Todas as suas atitudes e movimentos agora, disse o médico, são involuntários. Em algumas semanas, no entanto, haverá uma evolução drástica de comportamento. O período de sono, dizem, tende a ficar mais espaçado. A verdade é que da minha parte já não me lembro com clareza o que é sono, mas acho que vai ser bom para todos aqui.

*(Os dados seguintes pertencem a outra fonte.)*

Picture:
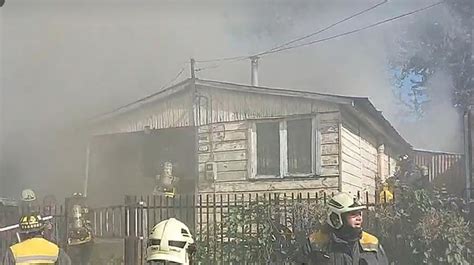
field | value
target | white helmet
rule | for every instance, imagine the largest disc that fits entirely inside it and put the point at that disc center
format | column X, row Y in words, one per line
column 170, row 240
column 339, row 204
column 28, row 195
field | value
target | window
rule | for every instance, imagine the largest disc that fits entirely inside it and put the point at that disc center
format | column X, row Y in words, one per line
column 299, row 146
column 285, row 148
column 268, row 148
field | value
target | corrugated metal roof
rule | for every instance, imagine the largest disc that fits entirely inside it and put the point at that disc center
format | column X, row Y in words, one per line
column 357, row 103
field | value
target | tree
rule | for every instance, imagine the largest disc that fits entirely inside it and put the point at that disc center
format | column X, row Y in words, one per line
column 439, row 43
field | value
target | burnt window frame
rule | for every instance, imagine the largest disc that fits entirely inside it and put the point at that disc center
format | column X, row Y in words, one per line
column 283, row 130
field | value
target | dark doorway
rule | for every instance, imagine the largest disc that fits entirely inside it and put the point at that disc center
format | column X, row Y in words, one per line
column 127, row 163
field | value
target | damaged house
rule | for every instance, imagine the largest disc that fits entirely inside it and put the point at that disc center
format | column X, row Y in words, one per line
column 224, row 137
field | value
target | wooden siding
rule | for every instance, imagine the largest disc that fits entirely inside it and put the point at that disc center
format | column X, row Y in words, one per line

Ainda assim, com seus “movimentos involuntários”, vez ou outra, sua mãozinha de 3 ou 4 centímetros se enrosca na minha barba e eu sinto algo estranho. Certas vezes, enquanto escuta nossa voz, seu olhar nos sonda, olha nos olhos e de alguma forma parece nos reconhecer, parece até que se familiariza com os sons, como quem reconhece finalmente a imagem do rosto associado a uma voz que já conhecia. E nos encara de um jeito tão absurdamente mágico que não importa o que aconteça no mundo a nossa volta, que mesmo que caia por terra a grande Muralha da China ou que o Rogério Ceni faça o milésimo gol da sua carreira em cima do Corinthians numa final de Copa Libertadores, é impossível desviar a atenção daquele rostinho quando ela nos escrutina com seu olhar de quem enxerga o mundo pela primeira vez.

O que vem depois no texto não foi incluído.